Le président Vučić se félicitait d’avoir réussi à juguler le spectre d’une « révolution de couleur ».

Lundi après-midi, des colonnes de voitures convergeaient vers le centre de Kragujevac, afin de bloquer totalement cette importante ville industrielle. Le « transfert du flambeau » des étudiant·es aux citoyen·nes suppose le passage à de multiples formes de désobéissance civile, et les réseaux sociaux fleurissent de suggestions, comme d’inonder de courriels les administrations publiques ou de multiplier les retraits de petites sommes pour engorger les banques.

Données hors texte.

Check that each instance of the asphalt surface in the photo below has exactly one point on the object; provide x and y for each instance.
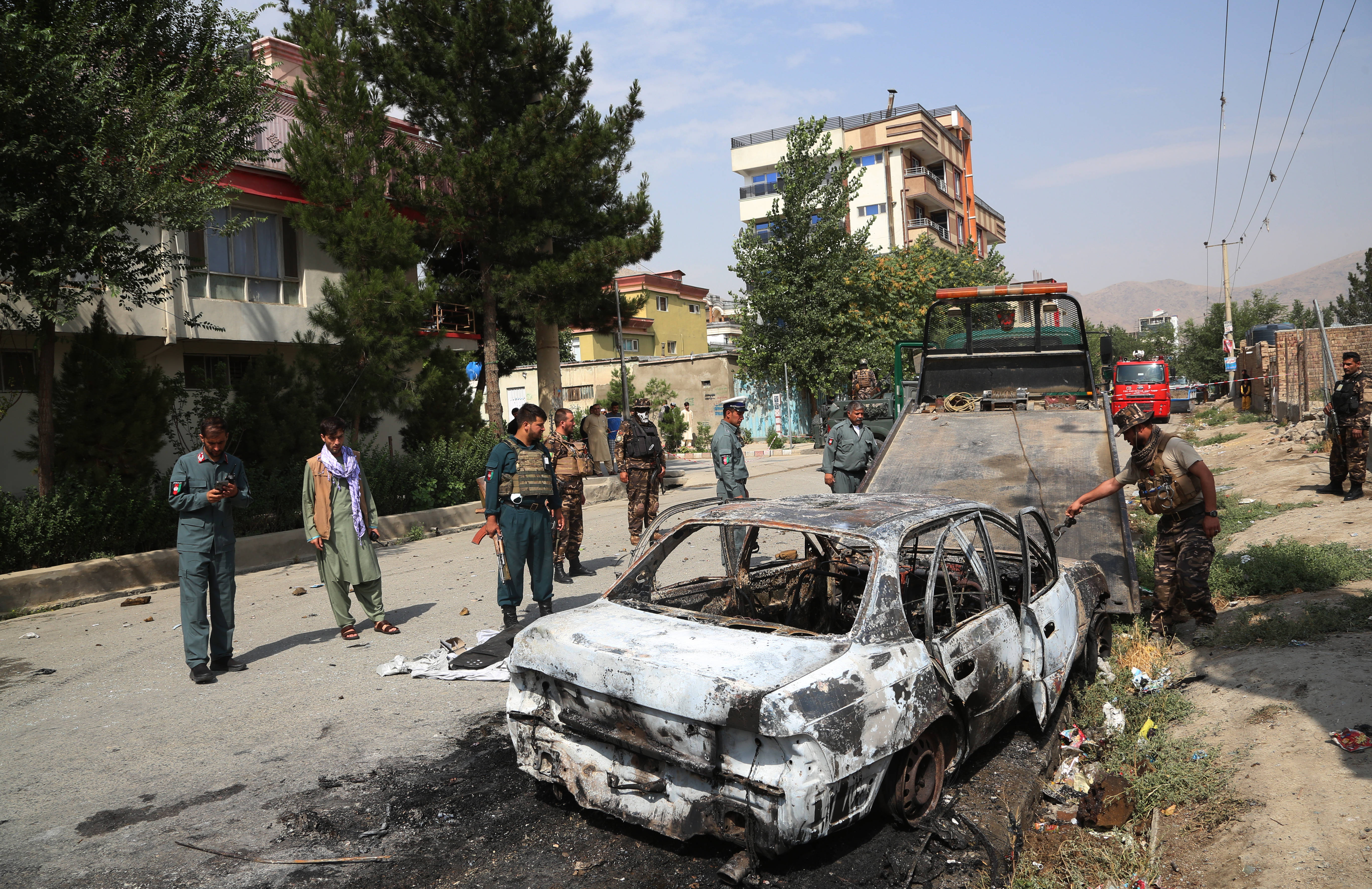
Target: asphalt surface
(114, 755)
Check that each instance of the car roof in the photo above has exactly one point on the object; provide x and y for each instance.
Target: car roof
(862, 515)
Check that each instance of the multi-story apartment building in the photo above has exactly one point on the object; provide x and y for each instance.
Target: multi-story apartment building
(257, 285)
(671, 322)
(916, 177)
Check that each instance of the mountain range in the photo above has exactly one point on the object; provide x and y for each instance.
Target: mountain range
(1126, 302)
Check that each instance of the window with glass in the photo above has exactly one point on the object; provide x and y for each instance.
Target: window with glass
(246, 256)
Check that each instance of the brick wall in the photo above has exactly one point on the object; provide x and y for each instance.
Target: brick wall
(1342, 339)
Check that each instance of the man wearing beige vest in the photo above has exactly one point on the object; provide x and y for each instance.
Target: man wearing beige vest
(341, 523)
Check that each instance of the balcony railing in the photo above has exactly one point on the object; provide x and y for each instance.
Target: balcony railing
(936, 179)
(759, 190)
(928, 223)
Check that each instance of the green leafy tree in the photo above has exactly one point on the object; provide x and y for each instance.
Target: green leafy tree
(119, 121)
(445, 405)
(344, 154)
(894, 293)
(799, 272)
(1356, 307)
(530, 216)
(1201, 357)
(110, 409)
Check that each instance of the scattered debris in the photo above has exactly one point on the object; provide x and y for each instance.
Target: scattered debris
(249, 858)
(1353, 740)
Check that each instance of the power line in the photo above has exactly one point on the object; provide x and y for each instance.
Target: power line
(1259, 120)
(1271, 176)
(1224, 68)
(1278, 194)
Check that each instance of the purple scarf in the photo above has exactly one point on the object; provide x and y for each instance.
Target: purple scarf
(352, 473)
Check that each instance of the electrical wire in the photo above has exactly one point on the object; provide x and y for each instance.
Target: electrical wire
(1215, 195)
(1278, 194)
(1259, 120)
(1271, 176)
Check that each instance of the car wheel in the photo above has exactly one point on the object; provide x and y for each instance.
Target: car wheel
(914, 780)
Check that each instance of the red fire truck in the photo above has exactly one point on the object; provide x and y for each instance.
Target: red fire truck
(1142, 382)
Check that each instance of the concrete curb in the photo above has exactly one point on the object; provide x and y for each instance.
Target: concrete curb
(99, 580)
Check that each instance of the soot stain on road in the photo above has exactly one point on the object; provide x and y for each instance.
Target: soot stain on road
(474, 820)
(109, 821)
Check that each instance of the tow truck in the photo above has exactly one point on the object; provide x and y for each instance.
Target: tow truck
(1008, 412)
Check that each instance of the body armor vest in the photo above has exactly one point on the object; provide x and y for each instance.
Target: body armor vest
(532, 477)
(1161, 492)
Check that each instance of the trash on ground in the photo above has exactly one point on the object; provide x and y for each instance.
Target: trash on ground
(441, 665)
(1115, 720)
(1106, 803)
(1352, 740)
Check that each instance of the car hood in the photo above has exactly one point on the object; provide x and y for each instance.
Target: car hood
(717, 676)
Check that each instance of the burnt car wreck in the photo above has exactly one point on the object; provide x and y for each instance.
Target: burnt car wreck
(770, 671)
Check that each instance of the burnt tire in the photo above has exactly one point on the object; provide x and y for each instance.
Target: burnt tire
(914, 780)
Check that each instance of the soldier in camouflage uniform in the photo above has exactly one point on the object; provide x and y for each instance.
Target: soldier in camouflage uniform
(643, 463)
(1353, 411)
(564, 453)
(865, 382)
(1174, 482)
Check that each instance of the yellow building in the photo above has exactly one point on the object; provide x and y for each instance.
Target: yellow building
(671, 322)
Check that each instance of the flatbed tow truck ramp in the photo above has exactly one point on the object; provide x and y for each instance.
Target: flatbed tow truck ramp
(1008, 413)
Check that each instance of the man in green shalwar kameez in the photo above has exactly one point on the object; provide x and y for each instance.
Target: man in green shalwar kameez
(341, 522)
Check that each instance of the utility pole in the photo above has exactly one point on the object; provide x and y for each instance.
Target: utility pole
(1229, 309)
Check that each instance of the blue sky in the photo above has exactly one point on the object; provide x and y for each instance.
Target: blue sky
(1095, 124)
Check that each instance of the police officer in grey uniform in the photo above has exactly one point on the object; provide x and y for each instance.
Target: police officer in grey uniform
(205, 486)
(848, 453)
(728, 452)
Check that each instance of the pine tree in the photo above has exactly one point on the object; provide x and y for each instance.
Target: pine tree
(110, 409)
(799, 276)
(119, 121)
(1356, 307)
(344, 154)
(521, 191)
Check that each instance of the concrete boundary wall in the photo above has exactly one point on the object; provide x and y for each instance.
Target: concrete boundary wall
(77, 584)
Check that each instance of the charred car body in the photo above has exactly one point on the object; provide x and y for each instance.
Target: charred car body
(783, 696)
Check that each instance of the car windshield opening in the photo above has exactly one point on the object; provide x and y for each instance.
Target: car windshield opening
(752, 578)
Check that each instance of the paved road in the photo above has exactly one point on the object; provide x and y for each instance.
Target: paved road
(117, 754)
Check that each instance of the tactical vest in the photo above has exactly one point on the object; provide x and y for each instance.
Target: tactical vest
(1346, 397)
(644, 442)
(1160, 492)
(532, 477)
(577, 463)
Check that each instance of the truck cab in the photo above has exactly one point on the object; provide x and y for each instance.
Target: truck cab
(1145, 382)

Le président Vučić se félicitait ces dernières semaines d’avoir réussi à juguler le spectre d’une « révolution de couleur », mais il a dû revenir sur cette prétention, remerciant lundi après-midi la Russie de sa « compréhension ». Le ministre russe des affaires étrangères, Sergueï Lavrov, a en effet mis en garde contre le risque d’une telle « révolution colorée ».

Ce concept, forgé après la chute de Milošević en 2000 puis les révolutions de Géorgie (2003) et d’Ukraine (2004), suppose un fort engagement occidental dans un scénario de changement de régime. En réalité, la prise de position russe fait contraste avec l’assourdissant silence des responsables européens et des chancelleries occidentales. Celles-ci se contentent, depuis des mois, de lancer de dérisoires « appels au calme », sans jamais se prononcer explicitement sur les exigences démocratiques du mouvement.

Si le scénario des prochains jours demeure impossible à imaginer, le régime conserve une voie de sortie, relativement facile à emprunter : satisfaire la revendication centrale des étudiant·es et des citoyen·nes en convoquant des élections anticipées. À défaut, la Serbie risque pour de bon de basculer dans l’inconnu.